RNA polymerase I activity is regulated directly by mTORC1 through various mechanisms including modulation of TIF-IA activity or influencing the Ccr4-Not complex, which can be inhibited by a specific mTORC1 inhibitor, rapamycin (Mayer et al., 2004; Laribee et al., 2015). Rapamycin can also inhibit the processing of pre-rRNAs at the conversion of 30S to 21S and the processing of 32S rRNA (Iadevaia et al., 2012), suggesting that mTORC1 regulates overall rRNA transcription and processing at multiple points.
mTORC1 also influences RNA polymerase II-transcribed proteins involved in RiBi. It was demonstrated that properly functioning S6K1 and S6K2 are required for transcription of RiBi-related factors (e.g., NOP56, NOP14, and GAR1) in the liver of mice refed after fasting (Chauvin et al., 2014). Additionally, translation of the proteins with 5′ TOP motifs, a sequence of nucleotides that begins with 5′-cytidine, followed by tandem pyrimidines up to 15 (Yoshihama et al., 2002), is influenced by mTORC1 through 4E-BP1 (Iadevaia et al., 2008; Thoreen et al., 2012; Miloslavski et al., 2014). The motif is found in the promoter region of most ribosomal proteins and translation machinery components, including initiation factors (e.g., eIF3E, eIF3F, and eIF3H) and elongation factors such as eEF1A and eEF2 (Iadevaia et al., 2008; Cockman et al., 2020).
Finally, mTORC1 influences RNA polymerase III. In yeast, Tor1 binds to 5S rDNA chromatin and is involved in 5S rRNA production (Wei et al., 2009). RNA polymerase III is bound to and transcriptionally regulated by Maf1, the function of which is inhibited by phosphorylation on its Ser-60, 68, and 75 sites by mTORC1 (Kantidakis et al., 2010; Michels et al., 2010; Shor et al., 2010).
Myc is a transcription factor that functions as the “master regulator” of global translation and cell cycle control. Therefore, it is not surprising that Myc regulates the expression of genes involved in the synthesis of rRNA and ribosomal proteins (van Riggelen et al., 2010). c-Myc is required for the direct conversion of 47S rRNA precursors into mature 18S and 28S rRNA (Schlosser et al., 2003; Arabi et al., 2005; Grandori et al., 2005), and production of proteins involved in RiBi such as nucleolin, dyskeratin, or fibrillarin (Coller et al., 2000; Alawi and Lee, 2007), as well as ribosomal proteins specifically (Kim et al., 2000). In addition, numerous c-Myc transcriptional targets are translation initiation factors, such as eIF4E (Schmidt, 2004). Lastly, c-Myc directly triggers the transcription of RNA-polymerase III (Gomez-Roman et al., 2003).

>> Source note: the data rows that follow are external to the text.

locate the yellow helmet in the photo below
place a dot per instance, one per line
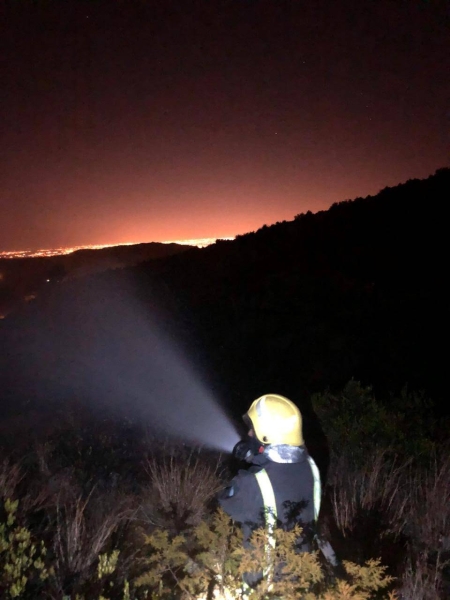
(276, 420)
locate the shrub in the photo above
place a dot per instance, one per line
(212, 560)
(182, 483)
(22, 560)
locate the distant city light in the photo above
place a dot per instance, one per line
(199, 242)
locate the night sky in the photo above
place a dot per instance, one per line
(145, 120)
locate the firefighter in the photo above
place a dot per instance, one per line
(281, 487)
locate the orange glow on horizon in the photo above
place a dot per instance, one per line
(199, 242)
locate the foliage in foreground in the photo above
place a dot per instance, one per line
(214, 559)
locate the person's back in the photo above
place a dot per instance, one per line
(282, 479)
(293, 485)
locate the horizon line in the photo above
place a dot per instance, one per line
(64, 250)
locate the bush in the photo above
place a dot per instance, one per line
(212, 560)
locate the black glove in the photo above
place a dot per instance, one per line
(247, 449)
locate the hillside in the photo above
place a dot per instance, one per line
(352, 292)
(22, 279)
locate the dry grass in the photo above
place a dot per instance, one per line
(376, 485)
(182, 483)
(83, 529)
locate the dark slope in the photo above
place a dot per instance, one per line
(22, 279)
(355, 291)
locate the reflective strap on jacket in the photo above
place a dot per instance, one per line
(270, 515)
(270, 505)
(317, 487)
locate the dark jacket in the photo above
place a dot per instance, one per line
(293, 485)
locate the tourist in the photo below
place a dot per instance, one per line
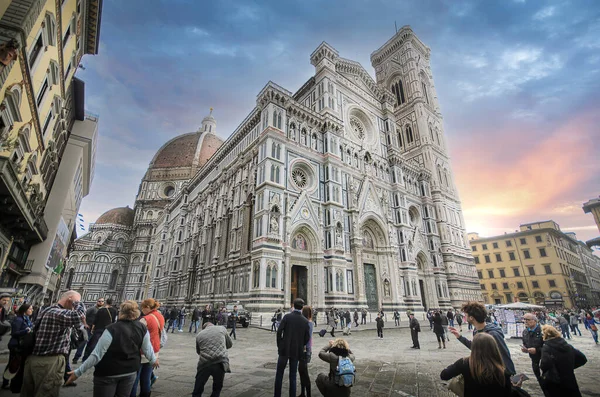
(234, 316)
(415, 328)
(44, 368)
(195, 320)
(305, 358)
(476, 315)
(558, 363)
(438, 329)
(211, 345)
(590, 323)
(444, 319)
(483, 371)
(574, 320)
(292, 337)
(380, 324)
(564, 326)
(532, 344)
(105, 316)
(116, 357)
(331, 354)
(155, 323)
(22, 327)
(90, 316)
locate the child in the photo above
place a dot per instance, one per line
(379, 321)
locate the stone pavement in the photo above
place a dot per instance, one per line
(385, 367)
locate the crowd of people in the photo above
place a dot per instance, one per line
(123, 346)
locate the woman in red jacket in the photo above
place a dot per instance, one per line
(155, 323)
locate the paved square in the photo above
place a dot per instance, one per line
(385, 367)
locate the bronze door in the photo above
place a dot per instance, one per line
(371, 286)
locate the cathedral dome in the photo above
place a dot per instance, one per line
(119, 216)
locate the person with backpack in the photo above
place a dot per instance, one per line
(341, 375)
(155, 323)
(379, 321)
(558, 363)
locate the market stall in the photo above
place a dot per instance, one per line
(510, 317)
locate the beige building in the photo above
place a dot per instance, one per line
(537, 264)
(42, 121)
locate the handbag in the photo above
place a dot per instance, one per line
(457, 385)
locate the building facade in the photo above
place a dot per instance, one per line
(41, 116)
(538, 264)
(340, 193)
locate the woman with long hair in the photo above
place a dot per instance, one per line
(21, 327)
(303, 363)
(117, 355)
(155, 323)
(331, 353)
(483, 371)
(438, 329)
(558, 363)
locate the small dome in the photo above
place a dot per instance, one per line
(119, 216)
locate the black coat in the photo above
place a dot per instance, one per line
(292, 335)
(558, 353)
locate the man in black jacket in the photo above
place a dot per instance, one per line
(292, 335)
(532, 344)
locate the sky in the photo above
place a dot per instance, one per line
(517, 81)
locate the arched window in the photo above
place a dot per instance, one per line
(112, 284)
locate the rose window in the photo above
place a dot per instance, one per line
(300, 178)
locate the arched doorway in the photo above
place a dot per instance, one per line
(374, 243)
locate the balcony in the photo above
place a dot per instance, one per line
(19, 214)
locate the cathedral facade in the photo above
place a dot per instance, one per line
(340, 193)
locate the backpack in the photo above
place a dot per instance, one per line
(345, 372)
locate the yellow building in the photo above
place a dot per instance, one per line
(41, 45)
(538, 264)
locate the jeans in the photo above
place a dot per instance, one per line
(281, 364)
(194, 324)
(218, 374)
(92, 343)
(143, 378)
(105, 386)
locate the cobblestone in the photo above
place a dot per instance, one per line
(385, 367)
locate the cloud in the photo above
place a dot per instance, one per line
(544, 13)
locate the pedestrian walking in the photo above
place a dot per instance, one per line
(483, 371)
(211, 345)
(574, 320)
(380, 324)
(558, 363)
(234, 318)
(21, 329)
(105, 316)
(564, 327)
(328, 384)
(476, 315)
(116, 357)
(305, 390)
(415, 328)
(590, 323)
(173, 316)
(532, 344)
(292, 337)
(155, 323)
(195, 320)
(438, 329)
(90, 317)
(44, 368)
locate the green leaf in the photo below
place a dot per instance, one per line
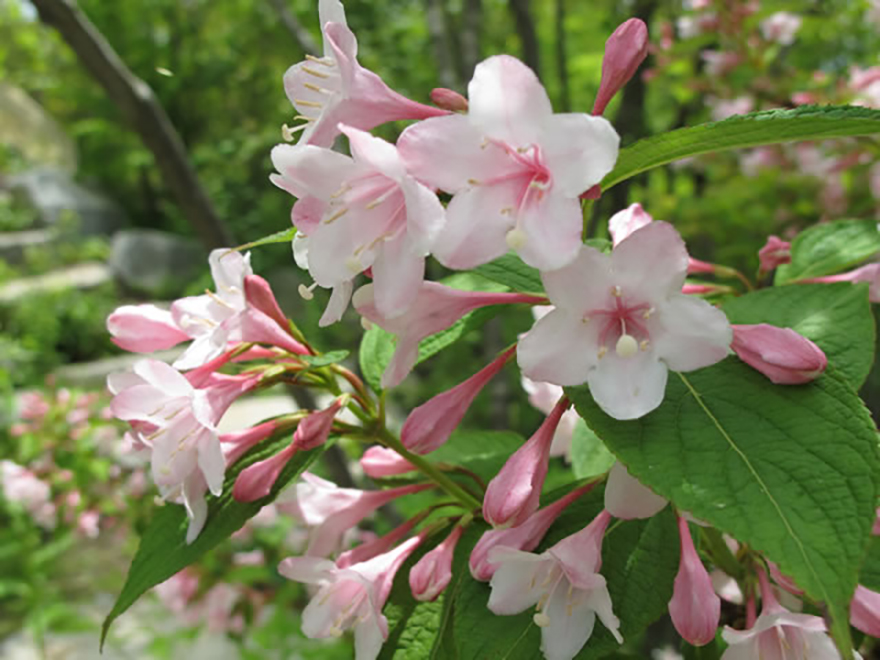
(284, 236)
(163, 550)
(739, 132)
(830, 248)
(325, 359)
(789, 470)
(589, 456)
(820, 313)
(510, 271)
(640, 560)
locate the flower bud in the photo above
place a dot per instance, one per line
(781, 354)
(625, 51)
(430, 425)
(775, 253)
(449, 99)
(695, 609)
(512, 496)
(432, 573)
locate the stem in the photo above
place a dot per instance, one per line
(467, 500)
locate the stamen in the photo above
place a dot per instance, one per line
(317, 74)
(306, 291)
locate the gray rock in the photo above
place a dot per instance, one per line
(61, 202)
(155, 263)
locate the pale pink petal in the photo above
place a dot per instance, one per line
(507, 101)
(579, 151)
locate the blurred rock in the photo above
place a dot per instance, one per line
(61, 202)
(155, 263)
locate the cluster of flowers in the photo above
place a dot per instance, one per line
(516, 173)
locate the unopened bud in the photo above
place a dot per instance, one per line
(625, 51)
(781, 354)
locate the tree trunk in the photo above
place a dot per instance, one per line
(139, 105)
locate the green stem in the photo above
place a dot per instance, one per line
(467, 500)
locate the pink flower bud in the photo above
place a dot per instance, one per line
(865, 611)
(432, 573)
(449, 99)
(512, 496)
(430, 425)
(775, 253)
(695, 609)
(869, 273)
(144, 329)
(380, 462)
(525, 537)
(781, 354)
(256, 481)
(625, 51)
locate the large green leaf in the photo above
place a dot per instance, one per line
(163, 550)
(789, 470)
(821, 313)
(640, 559)
(739, 132)
(830, 248)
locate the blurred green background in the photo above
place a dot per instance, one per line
(88, 222)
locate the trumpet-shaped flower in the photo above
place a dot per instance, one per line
(514, 168)
(374, 216)
(564, 583)
(350, 597)
(436, 308)
(621, 322)
(335, 88)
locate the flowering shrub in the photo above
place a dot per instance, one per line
(729, 405)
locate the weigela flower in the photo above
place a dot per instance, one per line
(564, 583)
(621, 321)
(335, 88)
(514, 168)
(374, 216)
(350, 597)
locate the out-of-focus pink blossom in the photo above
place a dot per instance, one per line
(429, 426)
(625, 50)
(781, 354)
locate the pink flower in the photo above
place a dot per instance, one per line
(694, 608)
(869, 273)
(781, 354)
(565, 584)
(512, 496)
(432, 573)
(525, 536)
(350, 597)
(330, 510)
(628, 499)
(625, 51)
(865, 611)
(144, 329)
(380, 462)
(214, 320)
(621, 321)
(374, 216)
(335, 88)
(436, 307)
(774, 253)
(515, 169)
(778, 633)
(429, 426)
(781, 27)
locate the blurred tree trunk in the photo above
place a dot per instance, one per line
(561, 58)
(139, 105)
(525, 27)
(301, 36)
(442, 44)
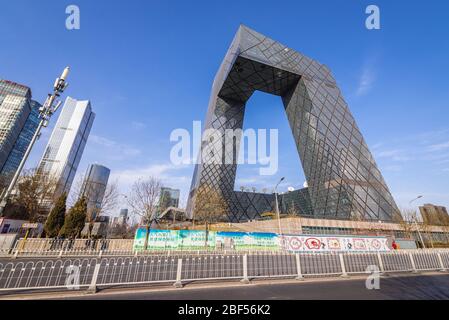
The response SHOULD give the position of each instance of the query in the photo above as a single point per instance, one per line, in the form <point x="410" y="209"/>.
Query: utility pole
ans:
<point x="415" y="219"/>
<point x="277" y="205"/>
<point x="50" y="106"/>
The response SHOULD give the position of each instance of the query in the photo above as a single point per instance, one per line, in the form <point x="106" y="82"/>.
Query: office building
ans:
<point x="66" y="145"/>
<point x="94" y="187"/>
<point x="19" y="119"/>
<point x="434" y="215"/>
<point x="344" y="181"/>
<point x="169" y="198"/>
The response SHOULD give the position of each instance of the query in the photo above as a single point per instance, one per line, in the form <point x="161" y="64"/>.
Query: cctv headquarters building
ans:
<point x="344" y="181"/>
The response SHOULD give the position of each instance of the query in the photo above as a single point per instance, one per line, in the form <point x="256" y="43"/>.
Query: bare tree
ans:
<point x="143" y="200"/>
<point x="35" y="193"/>
<point x="406" y="221"/>
<point x="210" y="207"/>
<point x="109" y="197"/>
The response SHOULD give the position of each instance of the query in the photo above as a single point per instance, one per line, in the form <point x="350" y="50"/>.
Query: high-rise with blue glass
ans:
<point x="19" y="119"/>
<point x="66" y="145"/>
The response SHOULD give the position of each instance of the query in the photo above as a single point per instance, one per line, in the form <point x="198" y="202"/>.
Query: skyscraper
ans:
<point x="68" y="139"/>
<point x="94" y="187"/>
<point x="19" y="118"/>
<point x="344" y="181"/>
<point x="169" y="198"/>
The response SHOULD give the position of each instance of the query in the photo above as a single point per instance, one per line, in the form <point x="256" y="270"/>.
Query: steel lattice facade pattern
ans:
<point x="343" y="178"/>
<point x="19" y="118"/>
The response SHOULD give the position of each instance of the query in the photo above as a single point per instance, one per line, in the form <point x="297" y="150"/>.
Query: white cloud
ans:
<point x="138" y="125"/>
<point x="439" y="147"/>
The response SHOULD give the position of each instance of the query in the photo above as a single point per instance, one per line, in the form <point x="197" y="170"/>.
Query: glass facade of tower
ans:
<point x="66" y="145"/>
<point x="169" y="198"/>
<point x="343" y="179"/>
<point x="15" y="107"/>
<point x="17" y="153"/>
<point x="94" y="187"/>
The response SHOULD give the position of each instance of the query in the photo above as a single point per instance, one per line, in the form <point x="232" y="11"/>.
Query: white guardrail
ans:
<point x="101" y="272"/>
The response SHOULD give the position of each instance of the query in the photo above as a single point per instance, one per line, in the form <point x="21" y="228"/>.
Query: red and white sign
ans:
<point x="334" y="243"/>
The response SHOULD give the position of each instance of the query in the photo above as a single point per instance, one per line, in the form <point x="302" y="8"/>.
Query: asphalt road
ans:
<point x="417" y="287"/>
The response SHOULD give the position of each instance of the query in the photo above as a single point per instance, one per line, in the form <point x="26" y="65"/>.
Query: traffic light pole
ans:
<point x="45" y="113"/>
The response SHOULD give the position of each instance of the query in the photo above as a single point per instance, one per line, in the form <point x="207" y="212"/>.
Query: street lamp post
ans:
<point x="277" y="205"/>
<point x="415" y="219"/>
<point x="50" y="106"/>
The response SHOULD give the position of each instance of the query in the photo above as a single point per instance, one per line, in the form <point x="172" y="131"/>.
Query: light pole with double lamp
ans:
<point x="50" y="106"/>
<point x="415" y="219"/>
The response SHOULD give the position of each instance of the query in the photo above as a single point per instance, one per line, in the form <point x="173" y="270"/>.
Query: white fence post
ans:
<point x="245" y="270"/>
<point x="381" y="263"/>
<point x="443" y="269"/>
<point x="93" y="285"/>
<point x="178" y="283"/>
<point x="413" y="263"/>
<point x="298" y="268"/>
<point x="344" y="274"/>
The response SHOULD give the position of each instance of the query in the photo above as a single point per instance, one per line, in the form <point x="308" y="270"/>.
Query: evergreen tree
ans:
<point x="56" y="218"/>
<point x="75" y="219"/>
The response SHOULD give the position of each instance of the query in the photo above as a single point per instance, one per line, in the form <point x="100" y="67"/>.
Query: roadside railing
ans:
<point x="93" y="272"/>
<point x="69" y="247"/>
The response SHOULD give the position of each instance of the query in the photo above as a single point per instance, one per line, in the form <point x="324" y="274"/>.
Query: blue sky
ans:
<point x="147" y="67"/>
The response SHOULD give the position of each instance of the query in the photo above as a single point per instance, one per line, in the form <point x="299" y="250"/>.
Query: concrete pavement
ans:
<point x="396" y="287"/>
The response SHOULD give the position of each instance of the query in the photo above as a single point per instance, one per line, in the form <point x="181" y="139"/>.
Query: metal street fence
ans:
<point x="69" y="247"/>
<point x="92" y="273"/>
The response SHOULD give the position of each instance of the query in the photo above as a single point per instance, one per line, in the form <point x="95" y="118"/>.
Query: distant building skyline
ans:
<point x="169" y="198"/>
<point x="94" y="187"/>
<point x="19" y="119"/>
<point x="66" y="144"/>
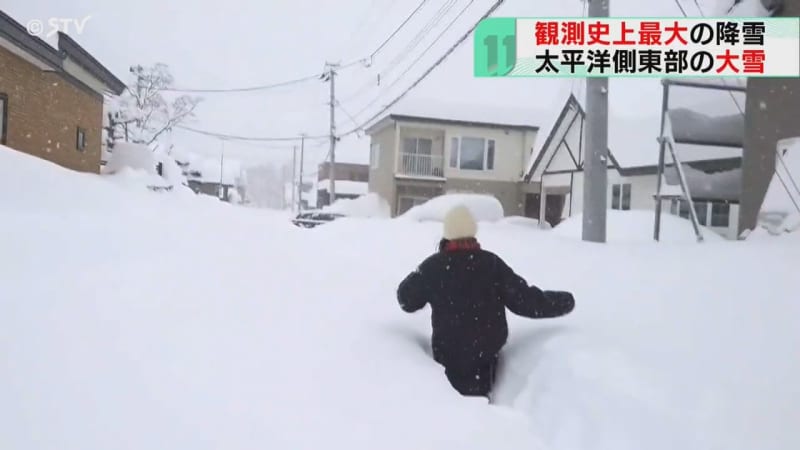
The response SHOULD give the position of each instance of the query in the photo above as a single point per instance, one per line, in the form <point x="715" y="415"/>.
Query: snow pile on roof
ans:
<point x="468" y="112"/>
<point x="485" y="208"/>
<point x="723" y="185"/>
<point x="636" y="226"/>
<point x="691" y="126"/>
<point x="367" y="206"/>
<point x="347" y="187"/>
<point x="633" y="139"/>
<point x="133" y="156"/>
<point x="744" y="8"/>
<point x="211" y="170"/>
<point x="780" y="209"/>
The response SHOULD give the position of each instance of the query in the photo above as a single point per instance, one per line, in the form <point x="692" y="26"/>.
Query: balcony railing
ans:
<point x="421" y="165"/>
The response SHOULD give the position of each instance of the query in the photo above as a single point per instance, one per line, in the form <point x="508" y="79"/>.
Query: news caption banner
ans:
<point x="637" y="47"/>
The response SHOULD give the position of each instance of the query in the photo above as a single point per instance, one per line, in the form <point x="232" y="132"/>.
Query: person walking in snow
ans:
<point x="469" y="289"/>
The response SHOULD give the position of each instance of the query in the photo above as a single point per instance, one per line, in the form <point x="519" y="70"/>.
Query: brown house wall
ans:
<point x="45" y="111"/>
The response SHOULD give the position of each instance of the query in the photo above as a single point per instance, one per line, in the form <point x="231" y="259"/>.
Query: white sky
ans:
<point x="235" y="43"/>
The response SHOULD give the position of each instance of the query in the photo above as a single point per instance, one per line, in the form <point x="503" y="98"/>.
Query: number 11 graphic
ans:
<point x="495" y="47"/>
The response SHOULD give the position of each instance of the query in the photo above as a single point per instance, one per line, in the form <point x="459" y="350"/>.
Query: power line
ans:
<point x="339" y="105"/>
<point x="436" y="64"/>
<point x="699" y="8"/>
<point x="683" y="11"/>
<point x="247" y="138"/>
<point x="264" y="87"/>
<point x="421" y="55"/>
<point x="251" y="88"/>
<point x="386" y="41"/>
<point x="420" y="36"/>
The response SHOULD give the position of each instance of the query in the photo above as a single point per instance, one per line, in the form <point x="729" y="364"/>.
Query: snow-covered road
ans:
<point x="133" y="320"/>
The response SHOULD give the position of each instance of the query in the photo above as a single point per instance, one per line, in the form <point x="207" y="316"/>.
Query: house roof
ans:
<point x="71" y="48"/>
<point x="17" y="34"/>
<point x="633" y="142"/>
<point x="37" y="48"/>
<point x="460" y="114"/>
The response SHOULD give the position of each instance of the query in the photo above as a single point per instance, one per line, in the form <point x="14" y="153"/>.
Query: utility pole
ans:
<point x="300" y="184"/>
<point x="294" y="177"/>
<point x="221" y="189"/>
<point x="595" y="186"/>
<point x="332" y="167"/>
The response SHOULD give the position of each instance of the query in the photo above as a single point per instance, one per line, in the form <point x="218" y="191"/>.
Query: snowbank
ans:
<point x="485" y="208"/>
<point x="160" y="325"/>
<point x="366" y="206"/>
<point x="138" y="157"/>
<point x="348" y="187"/>
<point x="779" y="210"/>
<point x="636" y="226"/>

AMP-activated protein kinase (AMPK) is another critical cellular energy sensor that regulates diverse metabolic processes under stress and can also have an effect on RiBi (Hardie, 2011; Hardie et al., 2012). Specifically, when activated by an increase in the AMP/ATP ratio, such as in times of energy shortage, AMPK can phosphorylate a single serine residue (Ser-635) on the RNA polymerase I-associated transcription factor TIF-IA, thereby inhibiting its binding to SL-1 and preventing the assembly of the TF complex (Hoppe et al., 2009).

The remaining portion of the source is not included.